Gaza kingdom defeat
THE Constitutional Court handed down a judgement last week that dismissed an appeal against a judgement of the North Gauteng high court that the Shangaan people's Gaza kingdom did not exist anymore and that Mpisane Eric Nxumalo had no right to the Vatsonga Machangani throne.
THE Constitutional Court handed down a judgement last week that dismissed an appeal against a judgement of the North Gauteng high court that the Shangaan people’s Gaza kingdom did not exist anymore and that Mpisane Eric Nxumalo had no right to the Vatsonga Machangani throne.
According to the Constitutional Court’s judgement, there was no legal justification to set aside the high court’s decision.
The high court found last year that the Shangaan Gaza kingdom disintegrated decades before 1922 and sent the tribe scattering into areas like Bushbuckridge, Zimbabwe and Mozambique.
In its ruling, the Constitutional Court based its judgement of the case on the Commission on Traditional Disputes and Claims’ report, which dismissed Nxumalo’s claim mainly on the basis that the kingdom of Gaza disintegrated between 1894 and 1897, before September 1922, the date from which the commission was mandated to investigate South African kingships.
“In these circumstances, the applicant has failed to show that the commission’s factual findings were unreasonable or irrational,” stated the high court judgement sheet, dismissing Nxumalo’s appeal to have the findings by the commission set aside.
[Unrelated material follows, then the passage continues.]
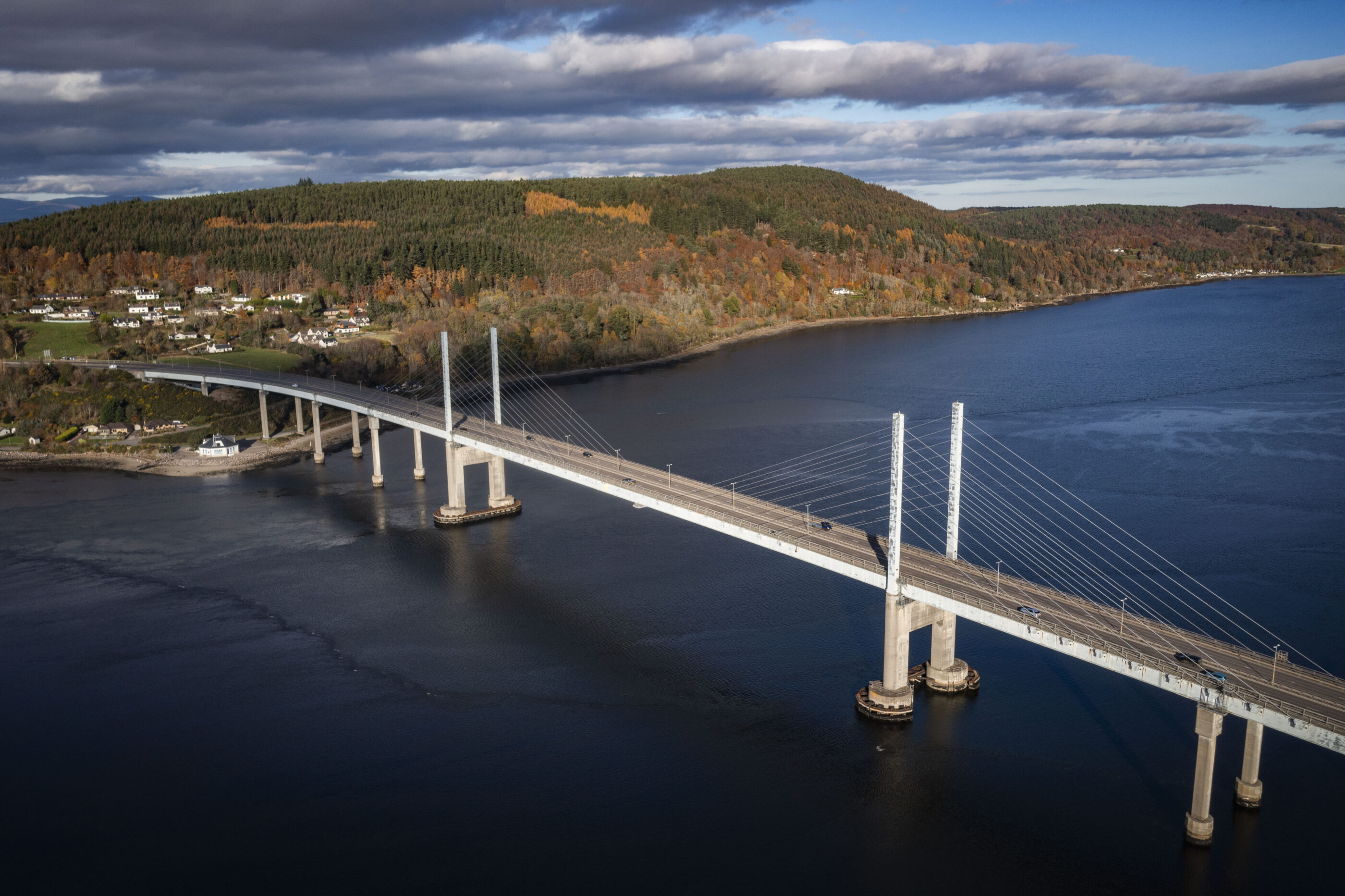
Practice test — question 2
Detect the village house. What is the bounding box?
[196,433,238,457]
However, the Constitutional Court ruled in Nxumalo’s favour when it upheld an appeal against the order of the high court concerning the president’s decision to overlook the Shangaan kingdom, after the commission presented its final findings.
The president apparently used the new act which gave him powers to decide whether a tribe deserved a kingdom or not, instead of using the previous act that was in use when Nxumalo’s claim was lodged in 2006.
“We place our hope on the fact that president Jacob Zuma will now have to make his decision based on the previous act and that the outcome would be favourable to us,” Ernest Nkanyane, spokesperson for Nxumalo, said.
He said it was wrong for the commission to base its findings on the fact that the Shangaan kingdom disintegrated, since every tribe disintegrated at some point during colonialism.
“According to requirements for applying for kingship, there has to be a kingdom that existed. In our case it was the Gaza kingdom which disintegrated in 1895,” he said.